This is not changed behaviour. It has always worked this way.
The string that you are seeing is correct. You asked it to take a string consisting of the letter a
, a pound sign and the letter b
, and replace the pound sign with a single backslash followed by a pound sign. The expected result, of course, is the letter a
, a backslash, a pound sign, and b
, in order.
The output that you get is exactly that. It contains one backslash. The REPL displays two backslashes because it is showing you a Python-source-code-compatible representation of the string.
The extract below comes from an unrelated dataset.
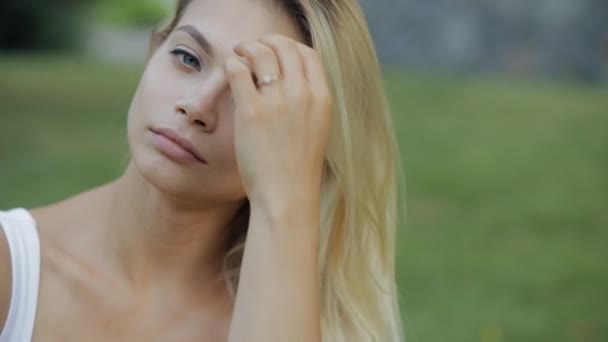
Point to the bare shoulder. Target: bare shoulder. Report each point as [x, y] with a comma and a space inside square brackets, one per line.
[5, 278]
Just like how none of the strings involved in this example contain any quotation marks, and in particular don’t start or end with quotation marks. Those are only part of Python syntax needed to mark that it’s a string.
When you use the r
prefix to describe a string, that is not a different kind of string. It is a different syntax for describing strings. When you perform string operations with that string, therefore, the computed result won’t be a different kind of string, because there aren’t different kinds of strings to choose from in the first place.
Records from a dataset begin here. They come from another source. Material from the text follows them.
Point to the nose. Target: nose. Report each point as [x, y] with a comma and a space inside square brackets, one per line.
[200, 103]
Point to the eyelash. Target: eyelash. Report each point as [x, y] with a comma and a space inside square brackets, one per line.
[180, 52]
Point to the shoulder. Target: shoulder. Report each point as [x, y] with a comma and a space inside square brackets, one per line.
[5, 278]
When Python displays the representation of a string, it chooses one particular canonical form. It doesn’t matter how the string was constructed; it only matters what the string contains. It doesn’t matter that there are countless ways to create the same string; Python will choose the same representation for given string contents, and its rules for choosing that representation have been the same for as long as I can remember.
Some other examples:
>>> r'x' # like I was saying, not a different kind of string
'x'
>>> '\x40' # contains a symbol that can be shown directly, so it is
'@'
>>> '\x09' # converted to the preferred form to escape a tab
'\t'
>>> '\"' # this does not actually have a backslash in it!
'"'
>>> '\'' # the quote type changes, to simplify the representation
"'"
>>> "'\"" # single quotes are preferred when the string includes both types
'\'"'
Those come from my 3.8 installation, BTW. But testing it on 2.7, or even older versions, wouldn’t change anything - aside from the availability of raw string literals, but even those are older than 2.7 IIRC.
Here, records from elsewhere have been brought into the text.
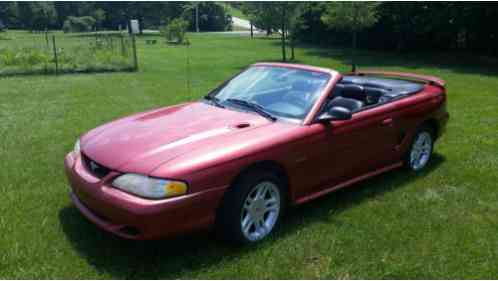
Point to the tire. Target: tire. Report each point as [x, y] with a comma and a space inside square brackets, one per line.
[421, 148]
[245, 217]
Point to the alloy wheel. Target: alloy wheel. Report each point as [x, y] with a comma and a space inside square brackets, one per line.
[260, 211]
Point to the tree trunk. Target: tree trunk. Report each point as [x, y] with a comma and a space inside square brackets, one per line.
[292, 42]
[284, 58]
[353, 52]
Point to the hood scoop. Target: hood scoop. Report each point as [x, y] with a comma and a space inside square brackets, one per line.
[242, 125]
Here are some more tests we can do (roughly the ones that were suggested on the issue you opened on the tracker):
>>> text = 'a#b'.translate(str.maketrans({'#': r'\#'}))
>>> text
'a\\#b'
>>> len(text)
4
>>> list(text)
['a', '\\', '#', 'b']
>>> for c in text:
... print(c)
...
a
\
#
b
The string contains four characters. When we split the string into a list of characters (implicitly, by asking list
to iterate over it and make a list from each element), we see that the second one (in index 1
) is displayed as '\\'
. That means a single backslash, not two. We can see that clearly when we use an explicit for
loop to print the characters of the string one at a time. We only see one backslash, because there is only one backslash.